## What is Linear Regression? Part:1

Linear Regression is a field of study which emphasizes on the **statistical relationship** between two **continuous variables** known as **Predictor **and **Response **variables. (Note: when there are more than one predictor variables then it becomes multiple linear regression.)

- Predictor variable is most often denoted as x and also known as Independent variable.
- Response variable is most often denoted as y and also known as Dependent variable.

So what is the new term Statistical Relationship?

Before getting into Statistical Relationship we should know what is

deterministic relationship. (Note: Linear Regression is not about studying the deterministic or functional relationship however we should know about these relationships to better understand Linear Regression)

**Deterministic Relationship: **Relationship between two variables is called deterministic if one variable perfectly determines the other variable. for example if we know the radius of a circle then we can perfectly determine its circumference as

Circumference = 2 × π × radius

Similarly the relationship between degrees Fahrenheit and degrees Celsius is known to be:

Fahr = (9/5) × Cels + 32

So if we see the above graph it is very much clear that the observed (x,y) data points fall directly on a line without any deviation from the line which shows that they perfectly determine each other.
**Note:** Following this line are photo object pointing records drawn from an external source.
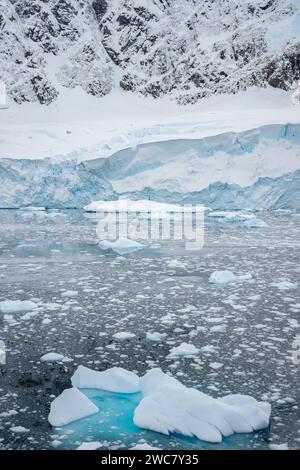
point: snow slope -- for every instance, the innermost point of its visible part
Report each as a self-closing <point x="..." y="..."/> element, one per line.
<point x="186" y="49"/>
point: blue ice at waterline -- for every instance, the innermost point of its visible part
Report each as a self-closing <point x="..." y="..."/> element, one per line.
<point x="113" y="426"/>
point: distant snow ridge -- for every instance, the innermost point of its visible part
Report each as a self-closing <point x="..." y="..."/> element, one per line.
<point x="184" y="48"/>
<point x="167" y="406"/>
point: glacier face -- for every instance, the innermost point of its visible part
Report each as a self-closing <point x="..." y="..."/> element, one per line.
<point x="187" y="49"/>
<point x="257" y="169"/>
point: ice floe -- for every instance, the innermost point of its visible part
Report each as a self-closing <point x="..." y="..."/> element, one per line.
<point x="122" y="335"/>
<point x="54" y="357"/>
<point x="167" y="406"/>
<point x="170" y="407"/>
<point x="255" y="223"/>
<point x="17" y="306"/>
<point x="184" y="349"/>
<point x="90" y="445"/>
<point x="70" y="406"/>
<point x="121" y="246"/>
<point x="116" y="380"/>
<point x="231" y="216"/>
<point x="155" y="336"/>
<point x="226" y="277"/>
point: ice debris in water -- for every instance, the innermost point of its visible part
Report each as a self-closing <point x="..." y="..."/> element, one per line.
<point x="155" y="336"/>
<point x="225" y="277"/>
<point x="17" y="306"/>
<point x="184" y="349"/>
<point x="167" y="406"/>
<point x="122" y="335"/>
<point x="121" y="246"/>
<point x="116" y="380"/>
<point x="255" y="223"/>
<point x="69" y="406"/>
<point x="90" y="445"/>
<point x="231" y="216"/>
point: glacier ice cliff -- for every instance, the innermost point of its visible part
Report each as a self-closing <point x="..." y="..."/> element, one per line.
<point x="256" y="169"/>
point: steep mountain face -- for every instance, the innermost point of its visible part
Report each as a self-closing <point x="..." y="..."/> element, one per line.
<point x="188" y="49"/>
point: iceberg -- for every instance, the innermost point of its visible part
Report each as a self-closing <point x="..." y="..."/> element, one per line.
<point x="169" y="407"/>
<point x="17" y="306"/>
<point x="116" y="380"/>
<point x="166" y="405"/>
<point x="184" y="349"/>
<point x="230" y="216"/>
<point x="121" y="246"/>
<point x="255" y="223"/>
<point x="70" y="406"/>
<point x="226" y="277"/>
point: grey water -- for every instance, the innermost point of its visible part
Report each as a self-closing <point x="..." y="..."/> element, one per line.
<point x="249" y="327"/>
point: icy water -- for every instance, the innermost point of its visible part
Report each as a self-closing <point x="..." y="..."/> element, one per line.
<point x="248" y="328"/>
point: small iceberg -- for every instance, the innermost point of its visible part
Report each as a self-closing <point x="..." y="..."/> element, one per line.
<point x="155" y="336"/>
<point x="184" y="349"/>
<point x="54" y="357"/>
<point x="121" y="246"/>
<point x="115" y="380"/>
<point x="17" y="306"/>
<point x="164" y="405"/>
<point x="227" y="277"/>
<point x="255" y="223"/>
<point x="123" y="335"/>
<point x="170" y="407"/>
<point x="70" y="406"/>
<point x="231" y="216"/>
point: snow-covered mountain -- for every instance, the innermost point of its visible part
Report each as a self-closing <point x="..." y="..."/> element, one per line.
<point x="188" y="49"/>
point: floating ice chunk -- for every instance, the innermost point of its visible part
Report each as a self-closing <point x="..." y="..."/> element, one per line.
<point x="124" y="335"/>
<point x="185" y="349"/>
<point x="169" y="407"/>
<point x="231" y="216"/>
<point x="144" y="205"/>
<point x="54" y="357"/>
<point x="116" y="380"/>
<point x="69" y="406"/>
<point x="69" y="293"/>
<point x="154" y="380"/>
<point x="285" y="285"/>
<point x="143" y="446"/>
<point x="19" y="429"/>
<point x="175" y="263"/>
<point x="283" y="446"/>
<point x="90" y="445"/>
<point x="17" y="306"/>
<point x="226" y="277"/>
<point x="255" y="223"/>
<point x="155" y="336"/>
<point x="121" y="246"/>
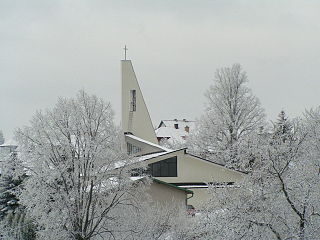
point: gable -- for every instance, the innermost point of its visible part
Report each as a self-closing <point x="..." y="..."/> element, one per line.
<point x="143" y="146"/>
<point x="135" y="115"/>
<point x="193" y="169"/>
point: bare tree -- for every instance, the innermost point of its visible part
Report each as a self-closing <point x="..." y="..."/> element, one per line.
<point x="233" y="113"/>
<point x="73" y="191"/>
<point x="279" y="198"/>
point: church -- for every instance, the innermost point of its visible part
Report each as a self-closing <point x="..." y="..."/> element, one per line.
<point x="174" y="167"/>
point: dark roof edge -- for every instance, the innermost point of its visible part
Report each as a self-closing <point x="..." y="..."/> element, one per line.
<point x="165" y="153"/>
<point x="222" y="165"/>
<point x="171" y="185"/>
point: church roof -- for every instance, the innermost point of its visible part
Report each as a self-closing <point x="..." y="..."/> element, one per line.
<point x="182" y="123"/>
<point x="147" y="142"/>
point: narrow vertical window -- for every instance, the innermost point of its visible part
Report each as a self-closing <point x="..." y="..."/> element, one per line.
<point x="133" y="102"/>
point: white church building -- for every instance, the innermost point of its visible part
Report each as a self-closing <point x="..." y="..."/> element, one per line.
<point x="176" y="167"/>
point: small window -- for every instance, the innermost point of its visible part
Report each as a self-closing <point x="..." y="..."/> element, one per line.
<point x="133" y="101"/>
<point x="132" y="149"/>
<point x="164" y="168"/>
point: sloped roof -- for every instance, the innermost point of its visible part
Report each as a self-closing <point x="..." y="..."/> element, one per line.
<point x="147" y="142"/>
<point x="166" y="132"/>
<point x="181" y="123"/>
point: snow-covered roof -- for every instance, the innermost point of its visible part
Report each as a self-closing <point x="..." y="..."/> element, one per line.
<point x="181" y="123"/>
<point x="9" y="143"/>
<point x="171" y="133"/>
<point x="147" y="142"/>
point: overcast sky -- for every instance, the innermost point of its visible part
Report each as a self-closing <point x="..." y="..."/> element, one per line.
<point x="55" y="48"/>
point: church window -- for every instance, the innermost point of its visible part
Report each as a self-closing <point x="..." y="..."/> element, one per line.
<point x="164" y="168"/>
<point x="133" y="101"/>
<point x="132" y="149"/>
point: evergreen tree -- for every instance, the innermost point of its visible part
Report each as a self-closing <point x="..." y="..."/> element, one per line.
<point x="13" y="220"/>
<point x="283" y="128"/>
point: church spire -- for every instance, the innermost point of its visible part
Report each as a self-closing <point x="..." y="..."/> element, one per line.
<point x="135" y="115"/>
<point x="125" y="52"/>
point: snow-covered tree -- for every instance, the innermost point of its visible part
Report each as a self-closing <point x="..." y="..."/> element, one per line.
<point x="71" y="152"/>
<point x="14" y="223"/>
<point x="232" y="114"/>
<point x="279" y="198"/>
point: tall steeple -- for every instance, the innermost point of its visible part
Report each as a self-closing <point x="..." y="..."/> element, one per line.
<point x="135" y="115"/>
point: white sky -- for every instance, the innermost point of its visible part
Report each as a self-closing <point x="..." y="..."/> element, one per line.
<point x="54" y="48"/>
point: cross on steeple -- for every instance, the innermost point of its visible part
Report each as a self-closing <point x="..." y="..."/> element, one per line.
<point x="125" y="52"/>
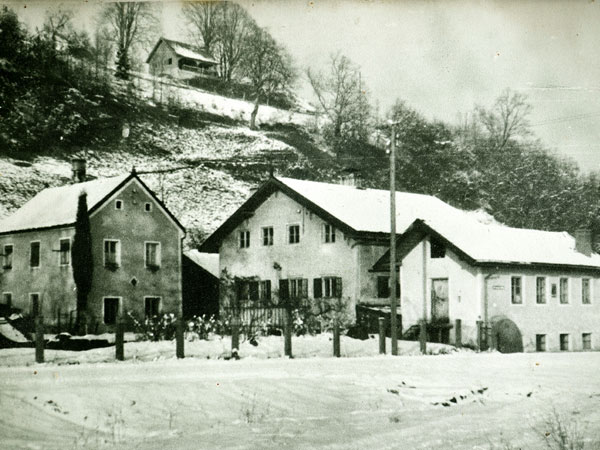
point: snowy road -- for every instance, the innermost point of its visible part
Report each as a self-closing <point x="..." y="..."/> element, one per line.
<point x="348" y="403"/>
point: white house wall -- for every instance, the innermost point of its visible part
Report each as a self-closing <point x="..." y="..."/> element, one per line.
<point x="551" y="318"/>
<point x="310" y="258"/>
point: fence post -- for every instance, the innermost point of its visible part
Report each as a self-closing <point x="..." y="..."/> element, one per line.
<point x="423" y="336"/>
<point x="235" y="337"/>
<point x="179" y="353"/>
<point x="336" y="338"/>
<point x="120" y="340"/>
<point x="458" y="333"/>
<point x="287" y="332"/>
<point x="382" y="335"/>
<point x="39" y="339"/>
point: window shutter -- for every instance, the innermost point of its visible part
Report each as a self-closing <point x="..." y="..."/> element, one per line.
<point x="317" y="288"/>
<point x="284" y="290"/>
<point x="304" y="293"/>
<point x="338" y="287"/>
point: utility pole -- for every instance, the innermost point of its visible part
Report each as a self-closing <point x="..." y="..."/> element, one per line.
<point x="393" y="274"/>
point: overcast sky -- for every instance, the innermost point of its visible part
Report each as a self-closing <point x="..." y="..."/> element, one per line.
<point x="442" y="58"/>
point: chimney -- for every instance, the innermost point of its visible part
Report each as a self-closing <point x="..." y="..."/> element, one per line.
<point x="78" y="167"/>
<point x="583" y="241"/>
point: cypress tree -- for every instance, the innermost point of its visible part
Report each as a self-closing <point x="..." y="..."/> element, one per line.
<point x="82" y="260"/>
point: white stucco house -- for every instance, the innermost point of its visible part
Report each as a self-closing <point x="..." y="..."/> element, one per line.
<point x="317" y="240"/>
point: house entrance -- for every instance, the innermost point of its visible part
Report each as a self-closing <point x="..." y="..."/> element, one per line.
<point x="439" y="328"/>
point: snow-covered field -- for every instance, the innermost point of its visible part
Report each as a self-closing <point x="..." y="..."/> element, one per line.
<point x="461" y="400"/>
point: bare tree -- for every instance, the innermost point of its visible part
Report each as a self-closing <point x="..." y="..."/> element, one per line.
<point x="267" y="65"/>
<point x="340" y="94"/>
<point x="507" y="119"/>
<point x="130" y="22"/>
<point x="203" y="17"/>
<point x="234" y="25"/>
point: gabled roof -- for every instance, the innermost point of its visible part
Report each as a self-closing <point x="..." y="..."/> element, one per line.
<point x="208" y="261"/>
<point x="361" y="213"/>
<point x="494" y="244"/>
<point x="184" y="50"/>
<point x="57" y="207"/>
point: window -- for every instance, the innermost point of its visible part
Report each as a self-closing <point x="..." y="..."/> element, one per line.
<point x="293" y="234"/>
<point x="65" y="252"/>
<point x="268" y="236"/>
<point x="383" y="287"/>
<point x="327" y="287"/>
<point x="437" y="249"/>
<point x="112" y="253"/>
<point x="152" y="306"/>
<point x="328" y="234"/>
<point x="244" y="239"/>
<point x="8" y="251"/>
<point x="34" y="254"/>
<point x="111" y="310"/>
<point x="152" y="254"/>
<point x="585" y="291"/>
<point x="265" y="290"/>
<point x="540" y="290"/>
<point x="7" y="299"/>
<point x="293" y="288"/>
<point x="515" y="289"/>
<point x="564" y="342"/>
<point x="34" y="304"/>
<point x="586" y="341"/>
<point x="564" y="291"/>
<point x="540" y="342"/>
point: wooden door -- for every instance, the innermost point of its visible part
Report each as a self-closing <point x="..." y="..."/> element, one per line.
<point x="439" y="300"/>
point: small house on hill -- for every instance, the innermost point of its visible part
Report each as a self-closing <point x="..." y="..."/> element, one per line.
<point x="136" y="251"/>
<point x="510" y="289"/>
<point x="180" y="60"/>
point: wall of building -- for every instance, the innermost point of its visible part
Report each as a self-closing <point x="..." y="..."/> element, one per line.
<point x="53" y="282"/>
<point x="551" y="318"/>
<point x="464" y="293"/>
<point x="311" y="258"/>
<point x="133" y="226"/>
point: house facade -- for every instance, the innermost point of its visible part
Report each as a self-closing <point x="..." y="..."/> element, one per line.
<point x="180" y="60"/>
<point x="511" y="289"/>
<point x="136" y="248"/>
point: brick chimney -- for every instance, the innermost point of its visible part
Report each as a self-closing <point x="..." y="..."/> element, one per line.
<point x="583" y="241"/>
<point x="78" y="167"/>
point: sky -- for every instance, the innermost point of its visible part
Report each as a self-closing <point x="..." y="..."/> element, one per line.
<point x="442" y="58"/>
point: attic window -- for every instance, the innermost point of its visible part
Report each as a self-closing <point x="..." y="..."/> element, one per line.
<point x="437" y="250"/>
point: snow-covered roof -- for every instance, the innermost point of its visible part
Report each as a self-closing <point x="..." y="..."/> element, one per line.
<point x="208" y="261"/>
<point x="58" y="206"/>
<point x="185" y="51"/>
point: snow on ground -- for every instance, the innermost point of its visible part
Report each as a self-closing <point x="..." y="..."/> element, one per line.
<point x="462" y="400"/>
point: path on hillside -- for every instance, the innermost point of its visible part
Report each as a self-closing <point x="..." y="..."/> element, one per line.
<point x="348" y="403"/>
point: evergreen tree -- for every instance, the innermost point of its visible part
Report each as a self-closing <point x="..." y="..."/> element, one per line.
<point x="82" y="259"/>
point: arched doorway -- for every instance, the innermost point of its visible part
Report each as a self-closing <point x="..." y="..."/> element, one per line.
<point x="506" y="336"/>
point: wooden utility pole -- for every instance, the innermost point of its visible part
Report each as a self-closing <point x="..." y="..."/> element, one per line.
<point x="393" y="274"/>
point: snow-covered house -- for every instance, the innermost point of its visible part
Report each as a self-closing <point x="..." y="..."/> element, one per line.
<point x="512" y="289"/>
<point x="180" y="60"/>
<point x="136" y="249"/>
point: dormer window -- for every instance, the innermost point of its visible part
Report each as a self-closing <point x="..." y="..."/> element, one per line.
<point x="437" y="249"/>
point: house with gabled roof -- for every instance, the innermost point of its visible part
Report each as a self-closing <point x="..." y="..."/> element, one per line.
<point x="506" y="288"/>
<point x="180" y="60"/>
<point x="314" y="240"/>
<point x="136" y="248"/>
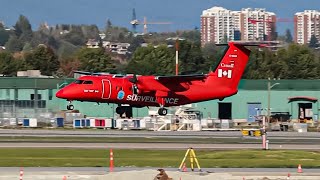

With given Fahrenheit value it will determine exactly one Celsius value and vice-versa.

some other deterministic relationships are:

- Hooke’s Law:
*Y*= α +*βX*, where*Y*= amount of stretch in a spring, and*X*= applied weight. - Ohm’s Law:
*I*=*V*/*r*, where*V*= voltage applied,*r*= resistance, and*I*= current. - Boyle’s Law: For a constant temperature,
*P*= α/*V*, where*P*= pressure, α = constant for each gas, and*V*= volume of gas.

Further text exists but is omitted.